DC Attorney General Files Antitrust Suit against Amazon over Third-Party Seller Agreements

Washington D.C. Attorney General Carl Racine on Tuesday announced a new anti-trust lawsuit against Amazon, accusing the company of suppressing competition by controlling third-party vendors. The lawsuit, filed in DC Superior Court, alleges that Amazon set prices on its huge online retail platform by preventing third-party sellers from selling their products elsewhere.

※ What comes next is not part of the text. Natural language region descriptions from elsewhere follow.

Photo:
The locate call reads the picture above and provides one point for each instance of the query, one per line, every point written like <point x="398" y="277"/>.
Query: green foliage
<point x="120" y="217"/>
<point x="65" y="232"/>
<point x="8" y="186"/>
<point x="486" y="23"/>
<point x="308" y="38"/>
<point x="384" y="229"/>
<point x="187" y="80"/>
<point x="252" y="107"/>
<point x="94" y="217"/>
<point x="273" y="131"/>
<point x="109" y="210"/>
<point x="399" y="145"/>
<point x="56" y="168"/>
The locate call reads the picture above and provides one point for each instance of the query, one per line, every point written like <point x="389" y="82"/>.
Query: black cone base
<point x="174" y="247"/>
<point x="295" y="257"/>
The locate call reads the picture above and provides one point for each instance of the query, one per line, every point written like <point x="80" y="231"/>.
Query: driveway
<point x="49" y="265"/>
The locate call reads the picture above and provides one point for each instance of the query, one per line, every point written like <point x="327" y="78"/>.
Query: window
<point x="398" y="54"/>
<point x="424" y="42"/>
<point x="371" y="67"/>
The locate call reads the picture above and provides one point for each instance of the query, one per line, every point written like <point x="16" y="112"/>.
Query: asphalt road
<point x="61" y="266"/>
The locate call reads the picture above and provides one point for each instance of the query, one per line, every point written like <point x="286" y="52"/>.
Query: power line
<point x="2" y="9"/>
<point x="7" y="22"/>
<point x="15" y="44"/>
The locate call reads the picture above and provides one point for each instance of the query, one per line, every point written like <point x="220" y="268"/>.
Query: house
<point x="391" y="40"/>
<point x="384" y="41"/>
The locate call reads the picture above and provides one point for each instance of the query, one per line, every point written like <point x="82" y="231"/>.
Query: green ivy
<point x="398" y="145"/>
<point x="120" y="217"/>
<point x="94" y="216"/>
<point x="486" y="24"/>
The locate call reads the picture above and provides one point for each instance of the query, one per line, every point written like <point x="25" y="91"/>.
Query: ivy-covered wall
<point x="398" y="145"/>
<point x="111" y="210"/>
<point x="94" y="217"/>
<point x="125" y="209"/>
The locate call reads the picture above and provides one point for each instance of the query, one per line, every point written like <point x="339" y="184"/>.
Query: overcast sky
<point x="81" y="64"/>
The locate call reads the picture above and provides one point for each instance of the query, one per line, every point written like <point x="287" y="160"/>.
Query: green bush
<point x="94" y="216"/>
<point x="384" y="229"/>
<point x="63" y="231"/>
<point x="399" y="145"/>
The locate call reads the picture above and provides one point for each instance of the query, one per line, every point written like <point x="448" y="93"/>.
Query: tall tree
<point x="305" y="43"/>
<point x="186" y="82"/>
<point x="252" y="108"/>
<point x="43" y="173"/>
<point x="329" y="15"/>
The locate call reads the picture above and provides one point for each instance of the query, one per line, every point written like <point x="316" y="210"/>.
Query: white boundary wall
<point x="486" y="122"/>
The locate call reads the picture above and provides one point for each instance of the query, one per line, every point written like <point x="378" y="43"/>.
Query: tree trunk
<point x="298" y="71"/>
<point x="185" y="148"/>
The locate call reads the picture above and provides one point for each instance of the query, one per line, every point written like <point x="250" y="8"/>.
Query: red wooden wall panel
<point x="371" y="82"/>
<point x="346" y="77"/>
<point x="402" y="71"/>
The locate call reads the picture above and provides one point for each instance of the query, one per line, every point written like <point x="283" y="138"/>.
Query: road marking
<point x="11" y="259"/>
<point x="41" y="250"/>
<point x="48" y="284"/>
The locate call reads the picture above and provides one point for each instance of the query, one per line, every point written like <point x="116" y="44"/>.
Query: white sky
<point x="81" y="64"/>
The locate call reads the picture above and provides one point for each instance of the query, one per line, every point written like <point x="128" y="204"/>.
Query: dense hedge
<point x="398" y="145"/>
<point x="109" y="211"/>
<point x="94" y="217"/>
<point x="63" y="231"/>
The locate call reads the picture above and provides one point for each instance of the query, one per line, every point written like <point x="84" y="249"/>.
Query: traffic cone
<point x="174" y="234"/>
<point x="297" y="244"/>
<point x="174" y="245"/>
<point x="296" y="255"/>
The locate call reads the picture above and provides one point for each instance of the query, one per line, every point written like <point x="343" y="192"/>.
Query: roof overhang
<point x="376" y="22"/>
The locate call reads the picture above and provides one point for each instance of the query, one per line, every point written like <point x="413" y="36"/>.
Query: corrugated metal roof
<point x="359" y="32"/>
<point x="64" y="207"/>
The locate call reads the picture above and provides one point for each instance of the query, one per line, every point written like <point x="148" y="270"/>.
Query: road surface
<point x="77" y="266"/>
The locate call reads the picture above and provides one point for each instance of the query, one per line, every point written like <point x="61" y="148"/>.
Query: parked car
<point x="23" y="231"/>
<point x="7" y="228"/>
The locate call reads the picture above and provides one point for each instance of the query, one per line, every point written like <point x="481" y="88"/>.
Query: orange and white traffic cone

Racine argues that this type of format means sellers roll out Amazon’s fairly high prices on their prices, creating a floor of “artificially higher” prices in the online retail market. This practice could be continued by the District of Columbia Antitrust Act. AG’s office argues that the practice allows Amazon to exercise monopoly power in online retail. “Amazon can win at any cost by using its dominant position in the online retail market. Spending on third-party vendors and customers maximizes its profits, damages competition, stifles innovation, and illegally removes the playing field in its favor,” Racine said.

“We have filed this untrustworthy lawsuit to end Amazon’s illegal price controls in the online retail market. We need a free online marketplace that expands the options available to district residents and promotes competition, innovation and choice.” The DC AG case is the latest state-level effort to take a dig at one of the most powerful companies in technology. Both Facebook and Google are facing multi-state lawsuits for anti-government behavior, despite federal lawmakers pushing for major no-confidence reforms.

Citing a report by the U.S. House Antitrust Subcommittee, Racine’s case puts Amazon’s online sales volume at 50% to 70%. Amazon conducted a survey to keep its market share below 40% and argued that the relevant market should be all retail sales online and offline, of which it claims many smaller pieces. The issue in the DC case includes Amazon’s standard agreements and policies for companies selling products on the market.

Amazon removed a clause in 2019 that barred sellers from offering lower prices elsewhere as an obvious condition for selling on Amazon. However, Resin complained in the office suite that the replacement of that provision, known as the Marketplace Fair Pricing Policy, had a similar cooling effect.